Original topic: 请问下数据库收集统计信息是怎么处理的

| username: TiDBer_Y2d2kiJh

【TiDB Usage Environment】Production Environment / Testing / PoC
【TiDB Version】v5.4.0
【Reproduction Path】The collection of database statistics is random. Does collecting statistics affect business operations? Can the database collect statistics at a specific time?
【Encountered Issues: Problem Phenomenon and Impact】
【Resource Configuration】Go to TiDB Dashboard - Cluster Info - Hosts and take a screenshot of this page
【Attachments: Screenshots/Logs/Monitoring】

| username: MrSylar | Original post link

“The database collects statistical information randomly” is incorrect.

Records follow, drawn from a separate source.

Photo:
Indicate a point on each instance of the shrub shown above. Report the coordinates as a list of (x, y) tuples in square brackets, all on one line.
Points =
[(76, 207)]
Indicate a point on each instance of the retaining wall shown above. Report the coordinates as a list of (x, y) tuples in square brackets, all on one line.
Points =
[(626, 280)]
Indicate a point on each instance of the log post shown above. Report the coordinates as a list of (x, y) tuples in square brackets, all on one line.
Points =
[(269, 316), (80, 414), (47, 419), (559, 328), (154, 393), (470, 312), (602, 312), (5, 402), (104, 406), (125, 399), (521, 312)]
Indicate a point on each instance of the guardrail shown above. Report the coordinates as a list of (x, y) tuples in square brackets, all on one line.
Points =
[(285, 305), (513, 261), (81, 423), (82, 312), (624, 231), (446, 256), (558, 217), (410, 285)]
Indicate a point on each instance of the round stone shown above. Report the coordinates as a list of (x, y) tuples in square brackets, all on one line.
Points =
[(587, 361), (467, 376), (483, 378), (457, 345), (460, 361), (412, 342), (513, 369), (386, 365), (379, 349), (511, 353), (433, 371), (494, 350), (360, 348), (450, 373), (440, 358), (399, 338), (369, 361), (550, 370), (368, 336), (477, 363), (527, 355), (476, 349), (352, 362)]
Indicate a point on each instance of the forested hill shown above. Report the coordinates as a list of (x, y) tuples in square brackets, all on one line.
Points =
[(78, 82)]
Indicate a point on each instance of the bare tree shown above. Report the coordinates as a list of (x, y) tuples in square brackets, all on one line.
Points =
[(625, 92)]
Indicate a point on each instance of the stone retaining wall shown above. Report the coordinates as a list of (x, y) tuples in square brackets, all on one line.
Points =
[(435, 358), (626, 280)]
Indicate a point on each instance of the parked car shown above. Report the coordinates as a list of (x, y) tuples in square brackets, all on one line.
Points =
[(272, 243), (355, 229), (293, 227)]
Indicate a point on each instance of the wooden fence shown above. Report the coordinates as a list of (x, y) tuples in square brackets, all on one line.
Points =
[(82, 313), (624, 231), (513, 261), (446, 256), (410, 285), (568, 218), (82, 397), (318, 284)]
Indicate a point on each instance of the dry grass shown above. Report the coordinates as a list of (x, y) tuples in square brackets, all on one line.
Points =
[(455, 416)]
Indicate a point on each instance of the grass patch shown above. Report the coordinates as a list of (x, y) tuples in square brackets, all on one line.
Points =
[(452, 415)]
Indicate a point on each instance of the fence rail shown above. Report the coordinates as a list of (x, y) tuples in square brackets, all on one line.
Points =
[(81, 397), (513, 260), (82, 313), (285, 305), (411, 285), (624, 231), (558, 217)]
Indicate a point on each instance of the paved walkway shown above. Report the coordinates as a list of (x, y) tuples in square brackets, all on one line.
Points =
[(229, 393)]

It is not random; there are parameters that control the collection time window and trigger threshold.
“Does the database affect business operations when collecting statistical information?” It should be said that statistical information affects the execution plan, the execution plan affects SQL execution efficiency, and thus affects business operations.
“Can the database collect statistical information at a specific time?” Yes, it can.
For more details, you can refer to the official documentation: Introduction to Statistics | PingCAP Documentation Center

| username: tidb菜鸟一只 | Original post link

You can adjust these parameters to modify the time and threshold for automatically collecting statistics.

| username: YuchongXU | Original post link

You can set the collection window, which may cause the execution plan to change.

| username: cassblanca | Original post link

You can trigger the job of collecting statistics based on the degree (proportion) of data modification in the table, or you can collect full or incremental statistics on a daily schedule, which can be handled very flexibly. Collecting statistics is a computationally intensive operation, and it is generally recommended to perform statistics collection during system idle windows to avoid collecting during busy periods.

| username: redgame | Original post link

Affects business.

| username: TiDBer_Y2d2kiJh | Original post link

Why is TiDB still collecting statistics even though I set tidb_auto_analyze_end_time to 5 AM yesterday?

| username: MrSylar | Original post link

The difference in time zones, the set value is UTC time +0000, and the dashboard displays +0800.

| username: tidb菜鸟一只 | Original post link

It’s probably a time zone issue.

| username: system | Original post link

This topic was automatically closed 60 days after the last reply. New replies are no longer allowed.